A 45-year-old woman presented with the "worst headache of her life" and intermittent numbness and weakness of the left-side of her face, arm and leg. Other symptoms included unintentional weight loss of 15 lbs, diarrhea, tremors, palpitations, heat intolerance and heavy menses, for 2 months and worsened a week prior to presentation. Physical examination showed sinus tachycardia (heart rate-115 beats/min), warm clammy skin, left upper extremity weakness of a pyramidal pattern and left-sided facial sensory impairment to touch and pin prick over the V1 and V2 distribution. She also was quite restless and had intermittent confusion. Computerized tomography of brain and cerebrospinal fluid analysis were unremarkable. She subsequently developed continuous focal seizure. Electroencephalography showed epileptiform discharges [Figure 1]. Contrast-enhanced brain magnetic resonance imaging revealed a filling defect in the superior sagittal sinus and a small right frontal hemorrhagic infarct [Figure 2]a and b. Magnetic resonance venography (MRV) of the brain revealed extensive sub-acute superior sagittal and transverse sinus thrombosis [Figure 2]c and d. Endocrinological work-up revealed severe thyrotoxicosis (undetectable thyroid stimulating hormone <0.005 mIU/L, high T3 at 209 ng/dL [N = 58-159 ng/dL], high free T3 at 17.6 pg/mL [N = 2-4.4 pg/mL] and high free T4 at 18.6 μg/dL [N = 4.5-12.0 μg/dL]). Thyroid stimulating immunoglobulins were elevated at 497% (N = 0-139%). A comprehensive hypercoagulable screening including anti-phospholipid antibodies, antithrombin III deficiency, protein C and S, activated protein C resistances, hyperhomocysteinemia, factor V Leiden and prothrombin gene mutation were all unremarkable. There was significantly increased factor VIII activity (367%; normal 50-150%) and mildly elevated fibrinogen levels (448 mg/dL; normal 193-423 mg/dL). Serum protein electrophoresis and work-up for vasculitis was unremarkable.{Figure 1}{Figure 2}

She was treated with oral methimazole, iodine drops and propranolol for the thyrotoxic storm. Weight-based intravenous heparin (without bolus), followed by oral warfarin were initiated for the cerebral venous thrombosis (CVT) and the epilepsia partialis continua only resolved after initiating phenobarbital followed by intravenous levetiracetam. She made remarkable clinical recovery and 8 weeks later, she was euthyroid. Repeat MRV 5 months later showed complete recanalization of the sagittal and transverse sinuses [Figure 2]e and f.

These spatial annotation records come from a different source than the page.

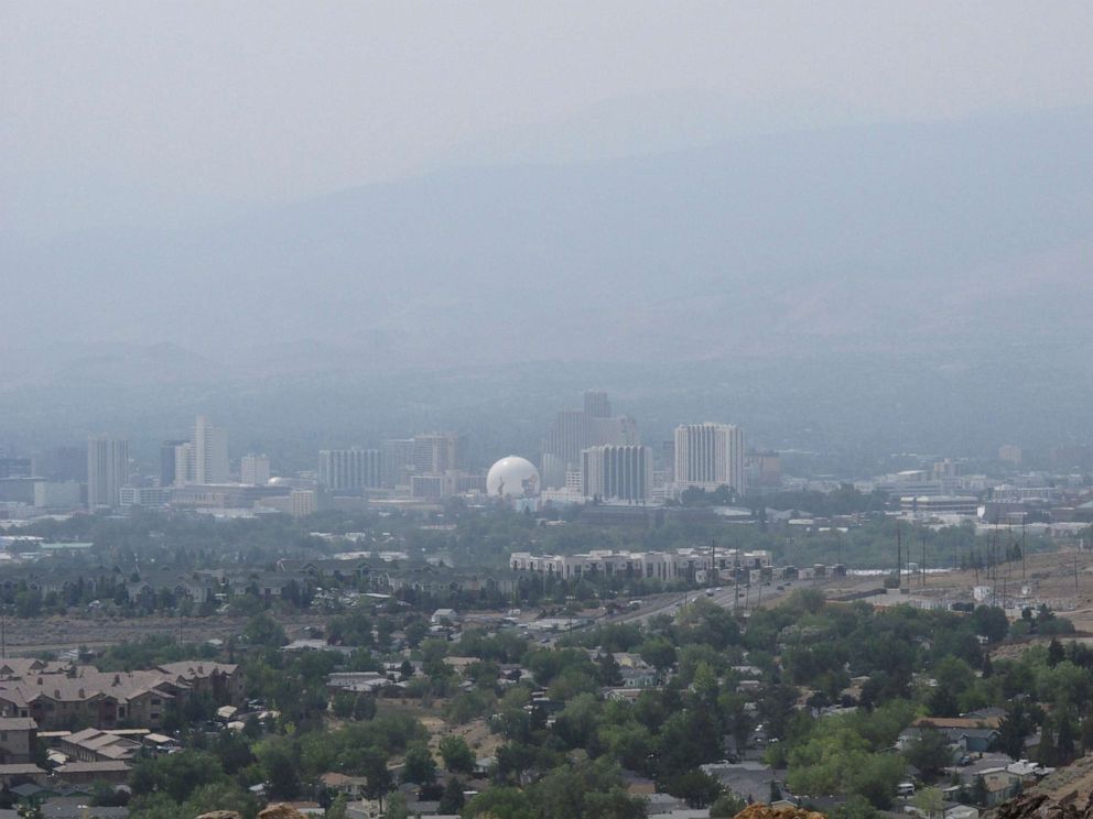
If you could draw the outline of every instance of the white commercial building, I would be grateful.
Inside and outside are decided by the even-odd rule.
[[[562,579],[619,577],[693,581],[699,577],[705,577],[712,566],[716,566],[718,576],[721,572],[765,569],[770,567],[770,553],[694,548],[674,552],[597,549],[580,555],[533,555],[530,552],[513,552],[509,557],[509,567],[513,571],[552,575]]]
[[[678,487],[745,491],[744,432],[732,424],[683,424],[675,427]]]
[[[251,452],[239,461],[239,482],[251,487],[264,487],[270,482],[270,458],[268,455]]]
[[[332,490],[378,489],[381,467],[378,449],[324,449],[318,454],[318,480]]]
[[[597,446],[581,451],[581,491],[586,498],[645,503],[652,492],[652,450]]]
[[[87,441],[87,507],[113,509],[129,482],[129,441],[106,436]]]

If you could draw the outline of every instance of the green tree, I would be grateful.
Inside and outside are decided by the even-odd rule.
[[[458,813],[463,810],[463,783],[458,777],[453,776],[444,786],[444,794],[441,796],[441,813]]]
[[[429,785],[436,780],[436,760],[428,745],[411,745],[407,750],[402,782]]]
[[[668,637],[660,635],[653,635],[642,643],[638,654],[659,671],[664,671],[675,664],[675,646]]]
[[[722,793],[721,783],[697,768],[673,776],[665,783],[664,789],[684,799],[692,808],[712,805]]]
[[[281,624],[264,612],[252,616],[244,627],[242,634],[251,645],[267,648],[280,648],[289,642]]]
[[[945,799],[941,795],[941,788],[922,788],[911,798],[911,805],[922,811],[926,819],[933,819],[945,810]]]
[[[724,790],[710,806],[710,817],[711,819],[726,819],[726,817],[731,818],[739,813],[746,807],[747,802],[744,801],[744,799],[729,790]]]
[[[1025,756],[1025,738],[1035,730],[1024,699],[1015,700],[998,724],[998,750],[1011,760]]]
[[[475,769],[475,755],[467,741],[456,734],[448,734],[440,742],[444,767],[456,774],[470,774]],[[454,812],[454,811],[447,811]]]
[[[907,761],[932,779],[952,764],[949,738],[933,727],[923,728],[903,752]]]

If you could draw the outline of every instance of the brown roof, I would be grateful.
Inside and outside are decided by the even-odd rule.
[[[116,771],[129,771],[130,766],[125,762],[68,762],[57,768],[57,775],[65,774],[107,774]]]
[[[1002,720],[997,717],[968,719],[966,717],[920,717],[915,721],[915,728],[998,728]]]
[[[37,723],[30,717],[0,717],[0,731],[35,731]]]

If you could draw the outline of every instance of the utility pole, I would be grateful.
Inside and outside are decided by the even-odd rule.
[[[716,587],[721,582],[721,572],[717,571],[717,540],[710,540],[710,571],[713,574],[713,582],[710,583],[712,587]]]
[[[922,566],[919,567],[919,572],[922,575],[922,588],[926,588],[926,532],[922,533]]]
[[[899,521],[896,521],[896,588],[899,589],[903,585],[903,543],[900,539],[901,533],[899,528]]]

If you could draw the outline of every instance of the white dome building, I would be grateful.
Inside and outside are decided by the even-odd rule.
[[[501,458],[486,473],[486,494],[515,500],[539,495],[539,470],[527,458]]]

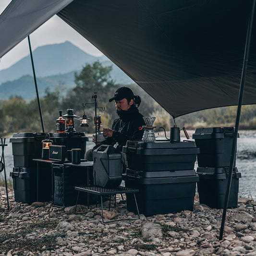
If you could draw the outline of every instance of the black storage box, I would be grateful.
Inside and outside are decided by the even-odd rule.
[[[155,171],[193,170],[199,149],[194,141],[128,141],[122,152],[126,154],[128,168]]]
[[[10,176],[13,179],[15,202],[31,204],[37,201],[37,171],[35,169],[13,167]]]
[[[197,155],[198,167],[229,166],[234,132],[234,127],[197,128],[193,138],[200,148],[200,154]]]
[[[16,167],[32,167],[36,166],[33,158],[41,158],[42,140],[46,133],[21,133],[13,134],[10,139],[12,147],[13,165]]]
[[[136,171],[127,171],[123,175],[125,186],[139,189],[136,198],[140,213],[153,215],[193,211],[195,184],[199,181],[195,170],[168,171],[168,177],[160,178],[157,176],[158,172],[155,177],[143,178]],[[127,194],[126,200],[127,210],[136,212],[133,195]]]
[[[94,184],[102,187],[117,187],[122,181],[121,153],[113,146],[101,145],[94,150]]]
[[[66,156],[67,150],[81,148],[81,158],[85,159],[86,141],[88,141],[85,133],[54,133],[51,139],[53,142],[53,145],[66,146]]]
[[[88,175],[88,183],[92,184],[93,172],[90,172]],[[64,166],[60,164],[53,164],[52,183],[53,198],[54,205],[61,207],[73,206],[76,204],[77,191],[75,190],[76,186],[84,186],[87,184],[87,173],[84,169],[76,168],[72,166]],[[87,202],[87,193],[82,193],[79,197],[78,204],[86,205]],[[90,195],[88,196],[89,204],[96,204],[97,196]]]
[[[229,168],[222,168],[222,173],[219,169],[218,173],[216,172],[217,168],[204,168],[207,169],[208,172],[203,172],[203,168],[198,169],[199,171],[197,171],[196,172],[199,177],[197,189],[200,203],[207,205],[211,208],[223,208],[228,185]],[[234,167],[232,173],[228,207],[237,207],[239,179],[241,177],[241,172]]]

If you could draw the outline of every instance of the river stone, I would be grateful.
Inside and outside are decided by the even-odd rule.
[[[238,204],[244,204],[244,205],[247,205],[251,201],[250,198],[248,197],[240,197],[238,198]]]
[[[237,232],[235,233],[235,235],[237,236],[237,237],[243,237],[243,236],[244,236],[244,235],[241,232]]]
[[[162,228],[160,225],[151,222],[146,222],[142,224],[141,234],[143,238],[162,237]]]
[[[240,252],[241,253],[244,253],[245,252],[245,249],[242,246],[236,246],[232,249],[232,251]]]
[[[236,224],[234,225],[234,228],[236,231],[241,231],[248,228],[248,225],[246,224]]]
[[[138,254],[138,251],[135,249],[130,249],[127,253],[129,254],[134,254],[134,255],[137,255]]]
[[[158,252],[161,253],[170,253],[172,252],[174,249],[172,247],[169,247],[168,248],[164,248],[164,249],[160,249],[158,250]]]
[[[244,248],[246,250],[253,250],[253,247],[248,244],[244,244]]]
[[[253,219],[253,216],[247,212],[242,212],[234,214],[229,219],[229,221],[234,221],[237,219],[239,221],[242,221],[244,223],[250,222]]]
[[[70,221],[73,220],[78,220],[80,219],[81,216],[80,215],[77,215],[76,214],[72,214],[69,217],[68,220]]]
[[[188,249],[184,251],[180,251],[176,254],[176,256],[193,256],[195,254],[194,250]]]
[[[77,253],[74,255],[74,256],[89,256],[91,255],[91,251],[86,251],[86,252],[82,252],[80,253]]]
[[[205,233],[202,236],[208,240],[214,237],[213,235],[211,233]]]
[[[245,243],[250,243],[254,240],[254,237],[253,237],[253,236],[251,236],[250,235],[246,235],[243,237],[241,237],[241,240],[243,242],[245,242]]]
[[[249,227],[252,229],[253,231],[256,231],[256,223],[253,222],[251,223]]]
[[[44,206],[44,203],[42,202],[34,202],[34,203],[32,203],[31,206],[37,207],[42,207]]]
[[[214,250],[214,248],[212,247],[209,247],[207,248],[204,248],[204,249],[200,250],[200,252],[203,255],[211,255]]]

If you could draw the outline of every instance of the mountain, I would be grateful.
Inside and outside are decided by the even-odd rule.
[[[37,76],[63,74],[81,69],[86,63],[101,57],[88,54],[70,42],[41,46],[33,53]],[[10,68],[0,71],[0,84],[25,75],[33,75],[30,56],[24,58]]]
[[[133,81],[106,56],[97,57],[84,52],[70,42],[42,46],[33,51],[37,80],[40,96],[45,89],[61,83],[67,88],[75,86],[74,72],[87,63],[99,61],[102,65],[112,66],[110,75],[116,83],[125,85]],[[26,100],[36,97],[29,55],[10,68],[0,70],[0,98],[19,96]]]

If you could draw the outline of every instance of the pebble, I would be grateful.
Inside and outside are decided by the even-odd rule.
[[[113,220],[124,219],[104,224],[101,209],[95,205],[88,209],[78,205],[85,213],[74,214],[74,206],[63,209],[49,203],[15,202],[11,190],[8,211],[0,188],[0,239],[7,234],[13,234],[13,238],[8,236],[2,241],[0,256],[256,256],[256,202],[250,200],[228,209],[223,240],[219,241],[222,210],[200,204],[196,197],[193,211],[140,214],[140,219],[132,221],[129,219],[134,213],[127,211],[125,195],[123,200],[117,195],[115,208],[109,210],[108,204],[103,207],[104,218],[112,218],[114,213]],[[17,233],[24,234],[17,238]],[[19,245],[19,241],[38,244],[41,238],[48,237],[55,243],[49,250],[47,240],[39,250],[33,246],[24,250]],[[12,246],[1,251],[1,246],[9,244]]]

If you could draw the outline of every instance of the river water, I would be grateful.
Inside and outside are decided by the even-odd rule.
[[[241,172],[242,178],[239,179],[239,195],[256,200],[256,131],[241,131],[239,133],[240,137],[237,140],[236,166],[238,171]],[[12,170],[13,163],[12,144],[9,140],[9,138],[6,139],[8,146],[5,147],[4,156],[7,178],[8,181],[12,182],[10,172]],[[89,142],[86,144],[86,150],[93,146],[92,138],[89,137]],[[0,155],[1,155],[0,150]],[[196,168],[196,162],[195,168]],[[4,171],[0,173],[0,180],[4,180]]]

There have been sparse reports of the association of hyperthyroidism and CVT. [1],[2],[3] Thyrotoxicosis produces a hypercoagulable state by increasing the activity of factor VIII and fibrinogen levels. [4],[5] Generalized seizures and rarely partial seizures have been previously reported in association with severe thyrotoxicosis although its causal relationship has not been clearly established. [6] To the best of our knowledge, focal motor status in the setting of thyrotoxic CVT has not been previously reported, making our case probably the first such report in the literature. Focal motor status indeed occurred as a result of the CVT, which in turn was an outcome of thyrotoxic hypercoagulable state. Our case reiterates the need for evaluation for hyperthyroidism in patients with CVT. It also illustrates an important point that focal motor status or new onset partial or complex partial seizures may occur in the setting of thyrotoxicosis and should lead one to look for cerebral venous sinus thrombosis as one of the possible underlying mechanisms leading to venous infarction as early aggressive therapy may result in excellent clinical outcomes.